The industry-wide survey found that of those people who had switched super the vast majority, or 40 per cent, did so because they changed jobs and not because of fees or performance.
Of those surveyed 28 per cent said they changed superannuation because, they felt it was time and 26 per cent said they switched because they were unhappy with fees and costs.
A further 19 per cent said they swapped because of performance.
ING Australia chief executive Paul Bedbrook said he was not surprised by the findings.
"Most investors are apathetic . . . when a bear market comes we'll see more switching," Bedbrook said.
The findings fly in the face of the recent drive by superannuation funds to pour millions of dollars into marketing themselves through television and the media.
Industry and retail funds have been waging campaigns to lure members on the back of lower fees and good advice.
Investment Trends' survey, however, showed that just five per cent of those who swapped super funds did so because of television advertising.
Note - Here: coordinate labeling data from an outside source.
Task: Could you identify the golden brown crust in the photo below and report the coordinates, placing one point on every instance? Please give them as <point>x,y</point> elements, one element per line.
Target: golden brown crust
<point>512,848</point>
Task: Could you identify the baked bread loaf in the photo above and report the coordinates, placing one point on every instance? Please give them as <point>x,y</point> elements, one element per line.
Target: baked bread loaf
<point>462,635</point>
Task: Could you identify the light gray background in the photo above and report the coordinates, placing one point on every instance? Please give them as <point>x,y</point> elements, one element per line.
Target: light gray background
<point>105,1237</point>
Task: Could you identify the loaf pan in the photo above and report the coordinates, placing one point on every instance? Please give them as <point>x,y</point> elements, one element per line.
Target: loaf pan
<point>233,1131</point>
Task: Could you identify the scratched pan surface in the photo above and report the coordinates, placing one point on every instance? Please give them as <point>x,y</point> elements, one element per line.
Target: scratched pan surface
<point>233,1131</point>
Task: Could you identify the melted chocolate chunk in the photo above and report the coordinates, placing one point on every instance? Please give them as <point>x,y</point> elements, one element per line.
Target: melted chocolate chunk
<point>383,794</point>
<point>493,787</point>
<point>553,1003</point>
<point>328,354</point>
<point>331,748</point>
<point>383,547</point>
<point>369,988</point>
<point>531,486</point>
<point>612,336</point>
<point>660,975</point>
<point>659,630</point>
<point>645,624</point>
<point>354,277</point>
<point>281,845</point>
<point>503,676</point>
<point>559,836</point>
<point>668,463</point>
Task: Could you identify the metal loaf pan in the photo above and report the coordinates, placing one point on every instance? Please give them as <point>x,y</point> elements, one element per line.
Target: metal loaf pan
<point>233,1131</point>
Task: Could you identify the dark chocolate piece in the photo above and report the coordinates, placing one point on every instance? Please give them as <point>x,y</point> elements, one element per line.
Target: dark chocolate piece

Only 14 per cent said they changed funds because of advice from planners.
The survey also found that one of the key concerns from those that switched super funds was in the length and clarity of product disclosure statements.
Many said that they wanted shorter documents written in plain English with better presentation.
A panel of industry specialists debating the issue at this year's Investment and Financial Services Association conference agreed, however, that shortening the product disclosure statement could threaten the protection of consumers.
"The weight of the document gives weight to the decision," Bedbrook said.